“Oh Dios, harás morir al impío; apartaos, pues, de mí, hombres sanguinarios. Porque blasfemias dicen ellos contra ti; tus enemigos toman en vano tu nombre. ¿No odio, oh Señor, a los que te aborrecen, y me enardezco contra tus enemigos? Los aborrezco por completo; los tengo por enemigos. Examíname, oh Dios, y conoce mi corazón; pruébame y conoce mis pensamientos. Y ve si hay en mí camino de perversidad, y guíame en el camino eterno” (Salmo 139:19-24).
David deseaba que el juicio divino cayera sobre sus enemigos violentos e impíos. Tales peticiones, dictadas por la indignación ante el mal, serán retomadas en las oraciones de los mártires de un periodo aún futuro (Apocalipsis 6:10). Hoy en día, Jesús pide a los cristianos amar a sus enemigos y orar por los que los ultrajan (Mateo 5:44). El cristiano no quiere que el pecador muera, sino que se convierta a Cristo para que reciba el perdón y la vida eterna.

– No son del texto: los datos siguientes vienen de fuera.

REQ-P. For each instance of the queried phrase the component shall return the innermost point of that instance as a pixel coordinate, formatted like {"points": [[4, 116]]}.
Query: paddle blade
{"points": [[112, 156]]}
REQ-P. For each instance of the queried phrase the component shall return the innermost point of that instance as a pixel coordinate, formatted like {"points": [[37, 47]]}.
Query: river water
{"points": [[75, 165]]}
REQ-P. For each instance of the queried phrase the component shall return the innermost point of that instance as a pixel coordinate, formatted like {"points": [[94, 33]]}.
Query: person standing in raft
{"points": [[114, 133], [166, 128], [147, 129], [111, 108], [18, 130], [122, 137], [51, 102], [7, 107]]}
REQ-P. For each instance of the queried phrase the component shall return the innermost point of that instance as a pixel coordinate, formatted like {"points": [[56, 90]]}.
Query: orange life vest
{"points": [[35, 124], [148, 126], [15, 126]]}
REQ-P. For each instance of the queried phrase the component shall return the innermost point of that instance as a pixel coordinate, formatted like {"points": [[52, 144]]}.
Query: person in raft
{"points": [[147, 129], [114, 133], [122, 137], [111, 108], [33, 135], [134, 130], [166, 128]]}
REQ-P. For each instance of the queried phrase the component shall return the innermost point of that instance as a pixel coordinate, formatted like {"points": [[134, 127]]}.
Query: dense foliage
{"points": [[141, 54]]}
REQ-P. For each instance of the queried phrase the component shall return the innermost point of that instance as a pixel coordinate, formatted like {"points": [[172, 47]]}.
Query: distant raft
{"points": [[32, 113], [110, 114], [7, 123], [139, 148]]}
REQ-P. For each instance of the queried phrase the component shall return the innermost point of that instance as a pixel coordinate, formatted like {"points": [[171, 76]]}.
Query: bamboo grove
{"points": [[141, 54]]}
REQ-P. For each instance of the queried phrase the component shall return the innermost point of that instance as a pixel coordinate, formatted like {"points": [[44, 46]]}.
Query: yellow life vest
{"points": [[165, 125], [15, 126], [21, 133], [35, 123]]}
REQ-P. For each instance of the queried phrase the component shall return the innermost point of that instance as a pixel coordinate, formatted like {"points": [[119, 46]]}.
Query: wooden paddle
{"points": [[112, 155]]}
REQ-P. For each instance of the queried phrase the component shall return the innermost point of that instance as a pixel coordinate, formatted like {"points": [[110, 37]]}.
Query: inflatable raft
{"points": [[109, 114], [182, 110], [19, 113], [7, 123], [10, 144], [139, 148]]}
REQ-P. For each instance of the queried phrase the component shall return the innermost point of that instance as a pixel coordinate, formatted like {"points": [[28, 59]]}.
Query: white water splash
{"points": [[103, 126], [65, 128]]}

Al principio del salmo David comprendió, con temor, que el Señor examinaba su interior. Luego quiso que el Señor examinara sus pensamientos, sus actos, sus palabras, pero también su corazón (donde se origina todo), para que lo guardara de todo pecado.
¿Cómo poner en práctica estos versículos? Puedo decir al Señor: «No puedo guardarme del mal por mí mismo. No puedo discernir lo que podría llevarme a hacer el mal. Ilumíname. Enséñame a amarte y a hacer lo que te agrada».